At a Starbucks several miles from where Nasso ordered his omelets, Liotta told of calling Nasso a few weeks ago with some bad news. Under the Academy of Motion Picture Arts and Science rules, only three producers may be named for each film nominated for best picture. In the long-odds event that "Narc" gets one in February, Liotta said, the named producers would be the trio who did the "hands-on everyday stuff" -- Liotta, his wife and Nabatoff. Not Jules Nasso.

Nasso responded with a rant about how he had "saved" the film, Liotta said. Nasso has told friends that he did everything from help edit it to advise Liotta to gain weight to make his vengeful detective more convincing.

Such stories astonish the actor.

"Never saw him. None of those producers ever spent a day [on set]," the 47-year-old Liotta said. "I'll bet deep down the guy's really nice. He wants legitimacy. 'Who needs Steven Seagal -- I just did a movie, "Narc," with Ray Liotta.' I understand. But ... don't yell at me."

On Dec. 2, Paramount took out one of those full-page "For Your Consideration" ads touting "Narc" in Variety, and listing four other companies behind the film, including Liotta's Tiara Blu Films.

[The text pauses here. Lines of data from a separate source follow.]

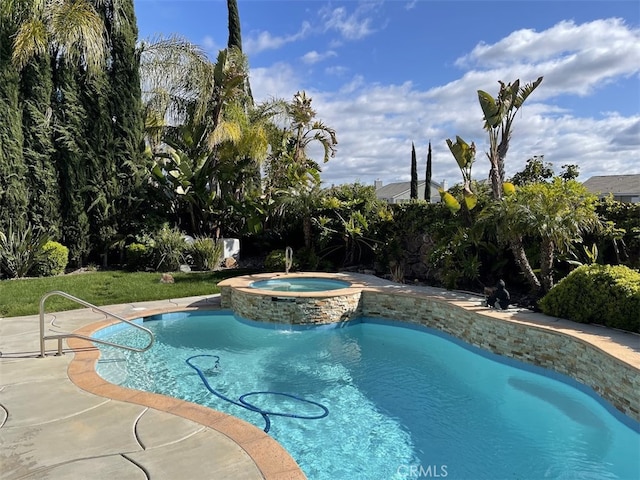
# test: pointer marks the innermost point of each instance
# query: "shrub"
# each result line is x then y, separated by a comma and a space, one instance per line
206, 253
52, 261
169, 249
20, 249
604, 294
137, 256
275, 262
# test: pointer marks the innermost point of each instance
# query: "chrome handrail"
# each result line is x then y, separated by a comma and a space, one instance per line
59, 337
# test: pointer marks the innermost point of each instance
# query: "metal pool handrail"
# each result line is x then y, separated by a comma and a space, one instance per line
60, 336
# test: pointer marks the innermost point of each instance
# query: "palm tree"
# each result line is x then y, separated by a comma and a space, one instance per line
71, 29
206, 142
499, 114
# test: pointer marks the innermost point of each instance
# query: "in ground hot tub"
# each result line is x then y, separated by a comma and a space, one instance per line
302, 298
300, 284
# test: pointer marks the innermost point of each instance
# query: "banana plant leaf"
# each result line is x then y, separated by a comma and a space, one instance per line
450, 201
490, 109
508, 188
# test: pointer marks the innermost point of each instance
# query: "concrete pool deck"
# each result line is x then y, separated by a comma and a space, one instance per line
59, 419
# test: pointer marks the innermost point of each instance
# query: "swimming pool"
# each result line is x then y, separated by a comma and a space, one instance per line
402, 403
299, 284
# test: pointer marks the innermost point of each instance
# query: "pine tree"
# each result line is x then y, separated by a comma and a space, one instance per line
414, 173
427, 184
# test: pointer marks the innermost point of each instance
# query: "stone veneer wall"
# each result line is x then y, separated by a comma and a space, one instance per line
303, 310
615, 381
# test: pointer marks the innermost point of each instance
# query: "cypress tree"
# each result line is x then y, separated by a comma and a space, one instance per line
414, 173
235, 35
71, 149
13, 195
42, 178
112, 98
427, 184
235, 40
125, 106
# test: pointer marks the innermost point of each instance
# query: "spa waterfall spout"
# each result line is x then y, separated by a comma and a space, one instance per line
288, 259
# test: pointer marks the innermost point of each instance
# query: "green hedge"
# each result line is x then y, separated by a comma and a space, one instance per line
603, 294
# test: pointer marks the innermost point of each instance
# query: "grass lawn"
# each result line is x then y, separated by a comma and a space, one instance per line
22, 296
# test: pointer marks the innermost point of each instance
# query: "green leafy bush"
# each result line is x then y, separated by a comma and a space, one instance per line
169, 250
53, 260
137, 256
275, 262
20, 249
206, 253
604, 294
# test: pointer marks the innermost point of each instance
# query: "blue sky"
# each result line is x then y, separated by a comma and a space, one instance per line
385, 74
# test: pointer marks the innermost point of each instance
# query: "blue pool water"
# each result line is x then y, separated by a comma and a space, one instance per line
299, 284
403, 403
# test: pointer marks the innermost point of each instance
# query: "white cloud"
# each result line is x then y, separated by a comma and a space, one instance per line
376, 123
315, 57
266, 41
574, 59
351, 26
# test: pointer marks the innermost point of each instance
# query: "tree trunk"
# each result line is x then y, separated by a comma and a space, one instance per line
522, 261
496, 184
546, 264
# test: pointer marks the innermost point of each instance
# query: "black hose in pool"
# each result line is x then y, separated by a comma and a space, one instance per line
249, 406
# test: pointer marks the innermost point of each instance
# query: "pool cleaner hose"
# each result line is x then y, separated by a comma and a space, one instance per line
241, 402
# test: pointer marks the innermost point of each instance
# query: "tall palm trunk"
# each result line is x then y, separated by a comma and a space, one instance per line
546, 263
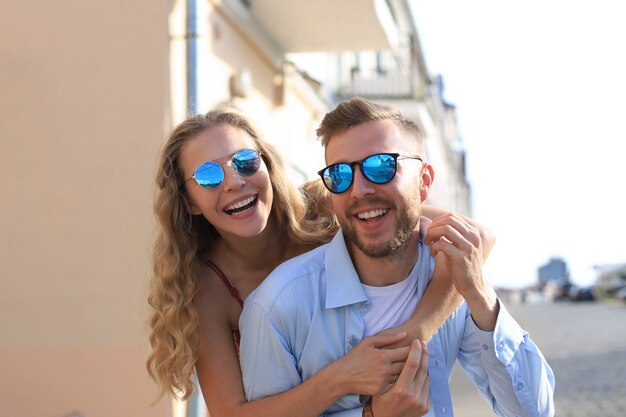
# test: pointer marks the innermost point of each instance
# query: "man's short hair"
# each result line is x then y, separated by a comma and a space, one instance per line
357, 110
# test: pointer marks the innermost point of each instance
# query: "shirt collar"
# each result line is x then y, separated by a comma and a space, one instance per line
343, 286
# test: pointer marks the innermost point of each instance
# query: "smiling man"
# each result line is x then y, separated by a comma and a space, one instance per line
315, 308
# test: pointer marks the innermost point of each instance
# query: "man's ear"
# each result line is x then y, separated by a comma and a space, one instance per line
194, 209
428, 176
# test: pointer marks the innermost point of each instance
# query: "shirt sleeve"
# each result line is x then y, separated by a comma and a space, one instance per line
267, 364
508, 368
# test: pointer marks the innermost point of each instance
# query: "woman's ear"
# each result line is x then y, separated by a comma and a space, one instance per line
428, 175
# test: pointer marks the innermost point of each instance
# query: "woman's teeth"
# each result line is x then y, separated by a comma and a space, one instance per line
241, 205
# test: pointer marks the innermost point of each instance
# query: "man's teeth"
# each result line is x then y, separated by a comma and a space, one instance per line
240, 204
373, 213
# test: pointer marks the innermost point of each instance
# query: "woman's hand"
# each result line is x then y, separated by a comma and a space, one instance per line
369, 370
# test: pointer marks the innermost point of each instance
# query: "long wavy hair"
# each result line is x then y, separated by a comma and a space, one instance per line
184, 240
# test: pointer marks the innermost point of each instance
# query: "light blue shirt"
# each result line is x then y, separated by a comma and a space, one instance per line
309, 312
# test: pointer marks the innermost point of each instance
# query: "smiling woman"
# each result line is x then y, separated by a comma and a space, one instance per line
227, 216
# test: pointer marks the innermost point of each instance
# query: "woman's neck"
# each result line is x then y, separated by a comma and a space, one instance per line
248, 260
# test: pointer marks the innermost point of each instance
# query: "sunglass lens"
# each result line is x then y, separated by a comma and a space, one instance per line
379, 169
209, 175
246, 162
337, 177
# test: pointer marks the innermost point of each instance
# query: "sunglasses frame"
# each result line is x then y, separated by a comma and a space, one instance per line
396, 156
225, 159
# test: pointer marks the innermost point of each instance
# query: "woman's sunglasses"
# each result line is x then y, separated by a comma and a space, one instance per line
211, 174
379, 168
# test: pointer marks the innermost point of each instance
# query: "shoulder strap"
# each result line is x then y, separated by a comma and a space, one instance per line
233, 291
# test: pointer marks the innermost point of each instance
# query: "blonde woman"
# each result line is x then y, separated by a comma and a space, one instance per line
223, 226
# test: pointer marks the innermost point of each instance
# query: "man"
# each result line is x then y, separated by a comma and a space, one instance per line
367, 280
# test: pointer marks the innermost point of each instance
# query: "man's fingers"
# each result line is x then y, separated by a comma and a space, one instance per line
454, 228
411, 365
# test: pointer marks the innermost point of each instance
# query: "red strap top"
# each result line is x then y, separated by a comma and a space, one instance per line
233, 291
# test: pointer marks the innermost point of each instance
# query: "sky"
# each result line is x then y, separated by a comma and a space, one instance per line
540, 93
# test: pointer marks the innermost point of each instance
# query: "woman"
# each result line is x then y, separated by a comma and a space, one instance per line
223, 227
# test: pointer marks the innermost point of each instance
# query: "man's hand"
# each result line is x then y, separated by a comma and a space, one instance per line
408, 397
458, 244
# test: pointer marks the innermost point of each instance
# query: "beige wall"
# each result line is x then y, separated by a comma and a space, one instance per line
83, 110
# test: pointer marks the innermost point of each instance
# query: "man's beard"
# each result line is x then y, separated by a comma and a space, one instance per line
408, 217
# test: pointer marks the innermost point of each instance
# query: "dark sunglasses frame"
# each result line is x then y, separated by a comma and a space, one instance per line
326, 172
233, 158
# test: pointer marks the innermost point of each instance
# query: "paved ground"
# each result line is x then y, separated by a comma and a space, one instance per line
585, 344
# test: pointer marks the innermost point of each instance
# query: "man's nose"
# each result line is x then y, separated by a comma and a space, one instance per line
361, 186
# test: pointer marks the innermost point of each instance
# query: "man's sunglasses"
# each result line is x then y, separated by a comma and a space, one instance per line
379, 169
211, 174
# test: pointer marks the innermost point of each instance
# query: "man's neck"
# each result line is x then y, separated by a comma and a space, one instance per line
380, 272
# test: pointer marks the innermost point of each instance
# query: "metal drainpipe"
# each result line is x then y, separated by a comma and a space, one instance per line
195, 403
192, 36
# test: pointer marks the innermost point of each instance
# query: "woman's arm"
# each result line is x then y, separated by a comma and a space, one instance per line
366, 369
441, 297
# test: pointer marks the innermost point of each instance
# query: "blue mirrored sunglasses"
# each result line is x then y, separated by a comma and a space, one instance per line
379, 168
211, 174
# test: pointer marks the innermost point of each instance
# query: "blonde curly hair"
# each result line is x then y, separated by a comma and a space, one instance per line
183, 241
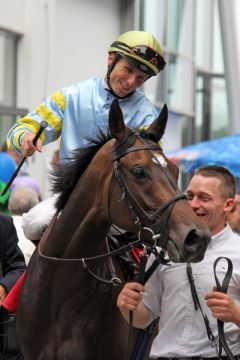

A week later, there was another full-page "Narc" ad, offering "Congratulations and Thanks to Our Cast and Crew." But this one was taken out by Julius R. Nasso Productions.

During the limo ride from his hotel to the premiere, the 50-year-old Nasso was regaling his entourage with how an old industry friend had told him, "Jules, we're ready to pull the plug and flush the film" until he came to the rescue. Nasso said he wasn't going to be "steamrolled by star power" and deprived of his credit.

"You did it, Jules!" said the former Spago maitre d', Bernard Erpicum, who, when he wasn't encouraging Nasso, kept talking about his own new project, hoping to recapture the "magic" he'd once had with Wolfgang Puck at Silvio de Mori's new place on Rodeo Drive.

The two bodyguards were seated near him, toward the front of the limo, as was Nasso's civil lawyer from New York, Robert Hantman, who is handling his $60-million suit against Seagal. Hantman, who was wearing a corduroy tuxedo jacket, said he had spoken with Liotta's manager about the credit dispute and come to an agreement -- it was way too premature to argue over Oscars.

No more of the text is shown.